The documents show the PUC asked the Legislature for $6.045 million in early 2016 to pay private lawyers for allegedly helping it comply with subpoenas and search warrants in the state attorney general’s ongoing criminal investigation of a highly questionable settlement that now sees consumers paying about 70 percent of the cost for shutting down the San Onofre Nuclear Generating Station. The new money comes atop $5.2 million in public money the commissioners paid their lawyers since 2015.
That essence of the San Onofre settlement was reached during a secret meeting between leaders of the PUC and the Southern California Edison Co. in a luxury hotel in Warsaw, Poland almost half a decade ago.
Under pressure, the PUC has reopened its decision on that agreement, which precluded public hearings that might have spotlighted Edison’s key role in causing the plant’s shutdown.
The documents demonstrate that once the PUC got its new funds, the private law firm it hired fought the investigation, rather than cooperating with it, as the PUC had promised. Among other things, those private lawyers questioned the validity of a key search warrant and tried to assert the Warsaw meeting was legal – even though the commission had already fined Edison for not formally reporting it.
(Irony: The commission was in on the meeting, but fined other participants for not reporting. Meanwhile commissioners neither reported the meeting to the public nor fined their own participant.)
Said San Diego consumer lawyer Maria Severson, one of two attorneys who won release of the long-hidden documents, “There were sufficient facts in the (subpoenas) to lead to a strong suspicion of guilt,…nonfeasance and even malfeasance (and) probable cause (to believe) that they conspired to obstruct justice or the administration of the laws.”
Brown said nothing about the released documents, and has refused comment repeatedly about dubious PUC moves. He has yet to criticize any of his commission appointees, while they refuse repeated requests to furnish a legal justification for use of public funds to defend commissioners in a criminal investigation.
Meanwhile, the PUC issued a written statement insisting it “has cooperated with the attorney general’s office though every step of the investigation.” That’s not what the judge, William C. Ryan, concluded when he wrote that “The PUC has withheld hundreds of documents, claiming…privilege.”
State Assembly Speaker Anthony Rendon, whose house okayed the funding, added in an email that “I believe the PUC can expect vigorous examination (from lawmakers).”
As this went on, Brown also was mute about admitted interference by aides to University of California President Janet Napolitano with an audit of UC. While state auditor Elaine Howell asked UC regents to consider disciplining those who interfered with the audit, Brown said nothing, even though he has been an ex-officio regent for many years.
It’s hard to believe Napolitano didn’t know what her aides were up to.

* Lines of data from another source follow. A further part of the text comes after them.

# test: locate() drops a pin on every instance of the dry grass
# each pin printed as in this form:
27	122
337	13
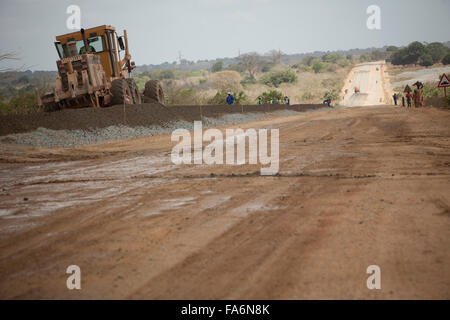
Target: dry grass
310	87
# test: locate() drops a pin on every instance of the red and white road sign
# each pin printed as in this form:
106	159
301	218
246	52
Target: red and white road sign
444	82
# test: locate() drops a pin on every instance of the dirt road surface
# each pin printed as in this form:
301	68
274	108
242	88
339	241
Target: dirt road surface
356	187
370	79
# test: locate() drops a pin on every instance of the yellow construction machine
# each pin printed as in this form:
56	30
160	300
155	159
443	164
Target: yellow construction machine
94	70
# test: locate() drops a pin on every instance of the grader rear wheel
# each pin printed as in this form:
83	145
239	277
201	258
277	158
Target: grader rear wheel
153	90
137	99
52	105
121	92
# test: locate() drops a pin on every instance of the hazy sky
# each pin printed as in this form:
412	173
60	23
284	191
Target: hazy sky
208	29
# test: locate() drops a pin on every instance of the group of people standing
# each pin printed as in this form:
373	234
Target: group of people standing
287	101
416	98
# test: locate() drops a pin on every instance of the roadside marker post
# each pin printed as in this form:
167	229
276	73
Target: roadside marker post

When football or basketball coaches’ assistants break rules, the head coach is usually fired. Why not Napolitano?
Nor did Brown punish Energy Commission members for handing out tens of millions of gasoline tax dollars to a company headed by a former academic who advised that commission’s staff on how to evaluate grant applications for hydrogen highway funds, then quit his university job and three months later filed a multimillion-dollar grant application that was accepted.
Instead of firing or disciplining the commission chairman who enabled this obvious conflict of interest, Brown reappointed him.
The time is long gone when Brown could plausibly deny knowing of the corruption among his appointees or others in whose choice he had a hand, like Napolitano.
It’s all part of a pattern of not merely corruption, but complete unaccountability in Brown’s administration, where top appointees usually continue in prestigious, powerful jobs no matter what misdeeds they do or okay.